第4回 メンターとしてのコミュニケーションの注意点
こんにちは。採用と人材育成のコンサルティングを行う株式会社アールナインの小松です。
メンターがうまく機能するかどうかは、メンターのコミュニケーション能力が大きく影響します。そのため最近では、メンター向けのコミュニケーション研修もあちこちで見かけるようになりました。しかしなかには、「開催場所が東京や名古屋ばかりで、なかなか近くで開催されない」「時間がなくて参加できない」という方も多いのではないでしょうか。
そこで第4回では、そのような研修になかなかいく時間がない方のために、人事が中途入社者のメンターになる際のコミュニケーションの注意点を、ポイントを絞ってご紹介します。
①話を聞くときには相手を否定せず「傾聴」のスタンスで
メンター制度の主役はメンティです。ですからメンティである中途入社者が、気になることや今抱えている不安や疑問、トラブルなどを話しやすいようにするのが極めて重要です。

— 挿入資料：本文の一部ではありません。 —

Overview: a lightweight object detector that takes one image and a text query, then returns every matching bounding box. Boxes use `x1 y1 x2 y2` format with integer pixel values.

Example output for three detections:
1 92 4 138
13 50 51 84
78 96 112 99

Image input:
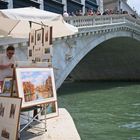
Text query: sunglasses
8 52 14 55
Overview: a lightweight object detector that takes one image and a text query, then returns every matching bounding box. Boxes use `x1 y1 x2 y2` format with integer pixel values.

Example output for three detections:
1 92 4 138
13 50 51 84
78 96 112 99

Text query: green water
57 82 140 140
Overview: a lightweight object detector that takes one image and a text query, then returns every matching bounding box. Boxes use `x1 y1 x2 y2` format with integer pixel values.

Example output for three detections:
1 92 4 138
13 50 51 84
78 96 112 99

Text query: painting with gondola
16 68 56 108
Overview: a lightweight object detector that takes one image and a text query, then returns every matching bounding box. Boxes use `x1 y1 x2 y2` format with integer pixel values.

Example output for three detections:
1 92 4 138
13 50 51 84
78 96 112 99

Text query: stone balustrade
64 14 140 28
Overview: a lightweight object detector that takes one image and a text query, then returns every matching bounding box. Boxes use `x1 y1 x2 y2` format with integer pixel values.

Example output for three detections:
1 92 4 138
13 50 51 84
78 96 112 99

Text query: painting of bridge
17 68 56 106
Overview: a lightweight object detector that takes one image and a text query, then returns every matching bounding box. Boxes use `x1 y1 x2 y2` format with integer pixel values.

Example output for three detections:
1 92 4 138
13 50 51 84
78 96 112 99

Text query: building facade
0 0 98 14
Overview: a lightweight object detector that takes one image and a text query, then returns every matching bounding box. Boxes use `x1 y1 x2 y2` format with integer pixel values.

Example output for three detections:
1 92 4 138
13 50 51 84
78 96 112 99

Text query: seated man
0 45 15 92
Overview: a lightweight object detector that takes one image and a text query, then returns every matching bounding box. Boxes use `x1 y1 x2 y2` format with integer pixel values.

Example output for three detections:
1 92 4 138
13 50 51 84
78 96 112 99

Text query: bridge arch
54 27 140 88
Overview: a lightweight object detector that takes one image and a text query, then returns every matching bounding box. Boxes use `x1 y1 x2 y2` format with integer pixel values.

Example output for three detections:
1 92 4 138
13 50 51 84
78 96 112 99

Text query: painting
16 68 56 108
1 77 13 96
43 26 53 47
43 26 49 47
35 29 42 45
29 29 35 48
28 47 34 61
49 26 53 45
0 96 22 140
40 101 58 119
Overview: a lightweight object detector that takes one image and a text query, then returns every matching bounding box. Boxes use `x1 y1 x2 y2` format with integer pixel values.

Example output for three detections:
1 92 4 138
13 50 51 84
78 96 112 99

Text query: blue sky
128 0 140 15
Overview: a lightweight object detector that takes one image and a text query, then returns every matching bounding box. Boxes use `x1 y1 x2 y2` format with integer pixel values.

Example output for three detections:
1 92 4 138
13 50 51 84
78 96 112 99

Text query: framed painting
49 26 53 45
43 26 49 47
16 68 56 108
0 96 22 140
28 47 34 61
1 77 13 96
35 29 42 45
29 29 35 48
41 101 58 119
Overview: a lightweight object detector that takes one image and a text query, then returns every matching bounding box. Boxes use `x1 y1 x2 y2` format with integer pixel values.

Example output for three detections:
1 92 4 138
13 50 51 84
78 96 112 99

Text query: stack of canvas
28 26 52 65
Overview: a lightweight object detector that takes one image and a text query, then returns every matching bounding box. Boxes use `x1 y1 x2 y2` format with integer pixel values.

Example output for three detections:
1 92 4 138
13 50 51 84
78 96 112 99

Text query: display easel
14 23 52 137
11 68 47 135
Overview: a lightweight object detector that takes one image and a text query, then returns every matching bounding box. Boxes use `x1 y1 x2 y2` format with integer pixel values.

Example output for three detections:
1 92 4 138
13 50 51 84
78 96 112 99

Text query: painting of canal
16 68 56 106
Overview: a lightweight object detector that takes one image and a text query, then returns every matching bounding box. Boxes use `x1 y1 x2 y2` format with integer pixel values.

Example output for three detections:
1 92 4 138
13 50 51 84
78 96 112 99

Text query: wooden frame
1 77 13 96
35 28 42 45
43 26 49 47
29 29 35 48
16 68 56 108
0 97 22 140
40 101 59 119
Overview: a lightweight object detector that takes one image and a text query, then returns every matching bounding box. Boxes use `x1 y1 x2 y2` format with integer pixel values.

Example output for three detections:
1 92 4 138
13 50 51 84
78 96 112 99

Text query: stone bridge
0 15 140 88
53 15 140 88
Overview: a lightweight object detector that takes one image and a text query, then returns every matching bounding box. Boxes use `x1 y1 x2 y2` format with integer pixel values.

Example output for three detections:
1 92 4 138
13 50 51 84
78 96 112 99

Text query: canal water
57 81 140 140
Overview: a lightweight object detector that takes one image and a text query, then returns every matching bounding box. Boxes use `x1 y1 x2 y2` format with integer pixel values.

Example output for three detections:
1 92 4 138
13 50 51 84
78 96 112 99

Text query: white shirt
63 12 69 17
0 54 15 81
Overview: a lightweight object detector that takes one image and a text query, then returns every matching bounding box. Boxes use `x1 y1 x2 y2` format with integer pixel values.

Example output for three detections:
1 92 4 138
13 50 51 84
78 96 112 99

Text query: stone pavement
20 108 81 140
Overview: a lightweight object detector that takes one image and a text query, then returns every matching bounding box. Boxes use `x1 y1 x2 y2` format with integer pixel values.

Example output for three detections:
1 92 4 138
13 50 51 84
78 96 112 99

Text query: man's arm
0 54 13 69
0 63 13 69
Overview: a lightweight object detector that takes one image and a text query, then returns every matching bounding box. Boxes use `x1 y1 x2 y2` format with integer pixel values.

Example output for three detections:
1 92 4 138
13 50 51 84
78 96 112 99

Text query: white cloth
0 54 16 81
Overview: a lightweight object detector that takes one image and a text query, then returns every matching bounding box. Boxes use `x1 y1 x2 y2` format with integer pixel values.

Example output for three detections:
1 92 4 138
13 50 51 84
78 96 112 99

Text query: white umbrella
0 7 78 38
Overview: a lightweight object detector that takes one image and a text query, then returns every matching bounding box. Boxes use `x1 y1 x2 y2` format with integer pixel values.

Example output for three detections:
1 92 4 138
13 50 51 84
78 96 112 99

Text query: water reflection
58 82 140 140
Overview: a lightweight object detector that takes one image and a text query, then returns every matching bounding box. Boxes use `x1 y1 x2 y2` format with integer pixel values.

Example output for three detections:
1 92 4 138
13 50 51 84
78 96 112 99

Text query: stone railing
64 14 140 28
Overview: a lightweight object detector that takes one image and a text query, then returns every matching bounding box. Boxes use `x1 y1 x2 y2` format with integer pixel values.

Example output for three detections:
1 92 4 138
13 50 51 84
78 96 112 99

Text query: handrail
64 14 140 27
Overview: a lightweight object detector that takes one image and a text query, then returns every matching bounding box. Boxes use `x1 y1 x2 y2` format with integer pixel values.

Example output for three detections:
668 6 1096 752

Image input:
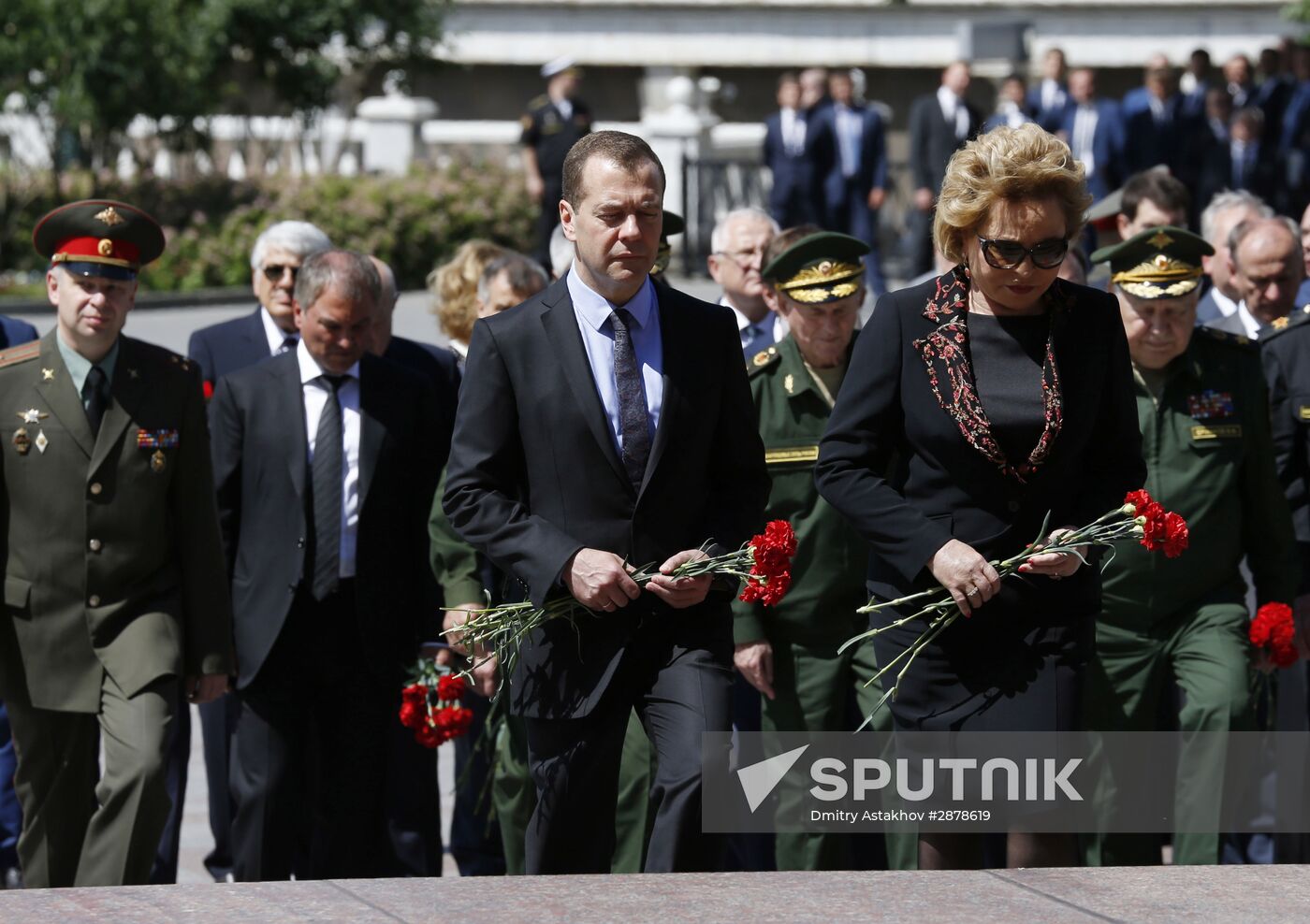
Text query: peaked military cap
1091 225 1215 298
760 232 868 305
32 199 164 279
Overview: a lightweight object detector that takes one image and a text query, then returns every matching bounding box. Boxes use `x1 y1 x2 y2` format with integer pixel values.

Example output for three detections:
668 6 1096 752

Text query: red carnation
1162 511 1186 559
436 674 465 702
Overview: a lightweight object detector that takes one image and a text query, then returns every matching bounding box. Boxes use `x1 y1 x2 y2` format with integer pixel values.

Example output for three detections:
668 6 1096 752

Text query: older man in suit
445 132 767 873
0 200 233 886
210 250 445 881
910 62 982 275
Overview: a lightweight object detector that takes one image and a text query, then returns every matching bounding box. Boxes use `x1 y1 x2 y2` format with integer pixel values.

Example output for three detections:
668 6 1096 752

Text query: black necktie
82 365 109 436
311 376 347 599
609 308 651 491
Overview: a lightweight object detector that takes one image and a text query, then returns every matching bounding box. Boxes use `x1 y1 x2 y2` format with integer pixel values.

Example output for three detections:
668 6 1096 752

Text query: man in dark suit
444 132 767 873
910 62 982 275
182 215 331 882
813 71 887 296
210 250 446 881
1027 49 1070 134
764 71 819 228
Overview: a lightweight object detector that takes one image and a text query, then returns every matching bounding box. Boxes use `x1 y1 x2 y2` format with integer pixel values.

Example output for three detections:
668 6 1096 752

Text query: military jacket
733 335 868 643
1104 328 1300 622
0 331 236 712
521 94 590 180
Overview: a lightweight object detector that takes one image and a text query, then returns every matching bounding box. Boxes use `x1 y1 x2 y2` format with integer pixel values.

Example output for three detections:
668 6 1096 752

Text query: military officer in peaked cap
521 58 590 271
0 200 235 886
733 228 917 871
1084 226 1300 865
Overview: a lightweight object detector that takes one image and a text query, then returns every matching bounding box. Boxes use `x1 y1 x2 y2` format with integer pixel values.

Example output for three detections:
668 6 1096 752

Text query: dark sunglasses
262 263 300 282
979 234 1069 269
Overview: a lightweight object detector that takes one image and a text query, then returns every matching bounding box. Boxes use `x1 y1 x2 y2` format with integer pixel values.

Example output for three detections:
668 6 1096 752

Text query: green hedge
0 164 536 291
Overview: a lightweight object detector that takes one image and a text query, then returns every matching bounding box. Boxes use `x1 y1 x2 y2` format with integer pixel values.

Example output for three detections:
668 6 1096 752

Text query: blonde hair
427 238 510 343
933 122 1091 263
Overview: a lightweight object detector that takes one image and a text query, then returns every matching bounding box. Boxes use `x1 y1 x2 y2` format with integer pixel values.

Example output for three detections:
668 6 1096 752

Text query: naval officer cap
32 199 164 280
760 232 868 305
1091 225 1215 298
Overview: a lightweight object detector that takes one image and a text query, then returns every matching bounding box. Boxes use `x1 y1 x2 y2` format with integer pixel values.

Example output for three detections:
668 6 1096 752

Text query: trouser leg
491 715 537 875
636 636 733 873
1172 605 1254 865
76 674 178 886
6 701 99 888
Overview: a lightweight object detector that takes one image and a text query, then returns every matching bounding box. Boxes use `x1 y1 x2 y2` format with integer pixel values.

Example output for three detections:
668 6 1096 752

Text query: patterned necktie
311 376 347 599
82 365 109 436
609 308 651 491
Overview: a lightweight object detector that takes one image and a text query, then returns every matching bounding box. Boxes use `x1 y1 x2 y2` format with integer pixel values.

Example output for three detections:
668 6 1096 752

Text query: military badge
137 429 178 449
1186 390 1237 420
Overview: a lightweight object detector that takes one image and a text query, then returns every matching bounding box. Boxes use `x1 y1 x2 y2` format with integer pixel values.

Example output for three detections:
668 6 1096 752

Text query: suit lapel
91 337 143 471
268 350 309 498
642 285 698 491
541 279 629 489
33 331 95 458
359 356 386 511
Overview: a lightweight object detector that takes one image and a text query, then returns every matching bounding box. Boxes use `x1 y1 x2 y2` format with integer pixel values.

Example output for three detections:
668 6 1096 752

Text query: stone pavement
0 866 1310 924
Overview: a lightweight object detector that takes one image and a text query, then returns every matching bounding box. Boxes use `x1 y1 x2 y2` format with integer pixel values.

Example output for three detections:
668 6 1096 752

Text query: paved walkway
0 866 1310 924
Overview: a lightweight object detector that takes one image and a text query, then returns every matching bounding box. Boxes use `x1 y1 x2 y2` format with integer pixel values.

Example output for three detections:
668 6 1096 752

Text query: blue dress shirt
567 265 664 458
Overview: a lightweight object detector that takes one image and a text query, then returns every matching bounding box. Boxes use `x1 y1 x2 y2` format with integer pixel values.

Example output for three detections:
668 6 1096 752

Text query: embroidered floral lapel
914 266 1073 484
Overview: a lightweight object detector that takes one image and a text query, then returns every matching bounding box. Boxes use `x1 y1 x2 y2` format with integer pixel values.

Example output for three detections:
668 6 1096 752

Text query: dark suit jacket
811 106 887 216
815 268 1146 612
0 314 38 350
910 91 982 195
445 279 769 718
210 352 448 687
1060 99 1126 199
186 308 271 386
764 112 828 226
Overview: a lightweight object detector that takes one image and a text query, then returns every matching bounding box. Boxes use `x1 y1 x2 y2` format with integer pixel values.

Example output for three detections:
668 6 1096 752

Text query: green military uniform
0 202 236 886
1084 222 1300 865
734 233 917 871
429 474 655 875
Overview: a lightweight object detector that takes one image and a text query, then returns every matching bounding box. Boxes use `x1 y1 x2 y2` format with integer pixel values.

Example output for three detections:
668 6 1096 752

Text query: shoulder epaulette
1192 327 1257 350
0 340 40 369
746 347 782 376
1260 305 1310 340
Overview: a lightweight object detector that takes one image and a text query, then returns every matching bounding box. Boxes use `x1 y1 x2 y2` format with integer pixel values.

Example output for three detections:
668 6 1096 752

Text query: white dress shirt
296 340 360 579
564 263 664 458
720 295 790 358
259 305 300 356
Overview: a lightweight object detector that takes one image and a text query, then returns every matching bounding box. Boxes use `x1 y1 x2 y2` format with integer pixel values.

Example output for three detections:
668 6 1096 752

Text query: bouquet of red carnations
837 491 1186 728
458 520 796 678
400 658 473 747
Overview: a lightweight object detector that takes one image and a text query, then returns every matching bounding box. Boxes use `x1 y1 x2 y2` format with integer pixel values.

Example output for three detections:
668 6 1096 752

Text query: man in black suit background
182 215 331 882
910 62 982 275
210 250 446 881
445 132 769 873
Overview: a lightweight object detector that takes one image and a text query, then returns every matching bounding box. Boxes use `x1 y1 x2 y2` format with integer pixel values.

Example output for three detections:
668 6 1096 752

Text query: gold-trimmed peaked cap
1091 225 1215 298
760 232 868 305
32 199 164 279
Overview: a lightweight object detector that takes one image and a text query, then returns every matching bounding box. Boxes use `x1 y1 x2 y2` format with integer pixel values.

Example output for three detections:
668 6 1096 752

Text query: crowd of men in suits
764 42 1310 282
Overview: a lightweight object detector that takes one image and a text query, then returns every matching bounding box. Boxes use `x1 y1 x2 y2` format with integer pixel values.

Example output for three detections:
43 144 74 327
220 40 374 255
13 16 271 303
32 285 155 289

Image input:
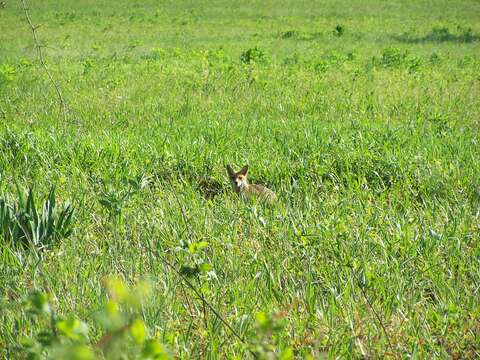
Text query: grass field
0 0 480 359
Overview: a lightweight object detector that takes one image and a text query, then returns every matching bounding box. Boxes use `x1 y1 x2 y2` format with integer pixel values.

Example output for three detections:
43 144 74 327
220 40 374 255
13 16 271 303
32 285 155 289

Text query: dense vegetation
0 0 480 359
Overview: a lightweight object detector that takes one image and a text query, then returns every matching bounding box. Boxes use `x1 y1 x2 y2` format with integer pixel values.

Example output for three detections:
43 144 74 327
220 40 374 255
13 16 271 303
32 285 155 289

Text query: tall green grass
0 0 480 358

そのためにも、メンターとして接する際には「相手の話を否定しない」「相手のほうをきちんと見る(アイコンタクト)」「うなずき、共感を伝えながら聴く」など基本的な「傾聴」のスタンスを忘れないようにしましょう。
特に「中途入社者」と「人事」という関係では、
- 「この会社のこういうところに違和感があるんだけど、相手が人事じゃいいにくいな…」
- 「前の会社はこうだったのにな・・・」
- 「これ入社前に聞いていたのとだいぶ違うけれど・・・」
といった、会社に対するネガティブな意見や不満が言いにくくなりがちです。しかし、このような不満や不安こそが早期離職の原因であり、できれば早めに解消したいものでもあります。だからこそ、「どんなことでも話して大丈夫」と相手が安心できるように、傾聴がより重要となるのです。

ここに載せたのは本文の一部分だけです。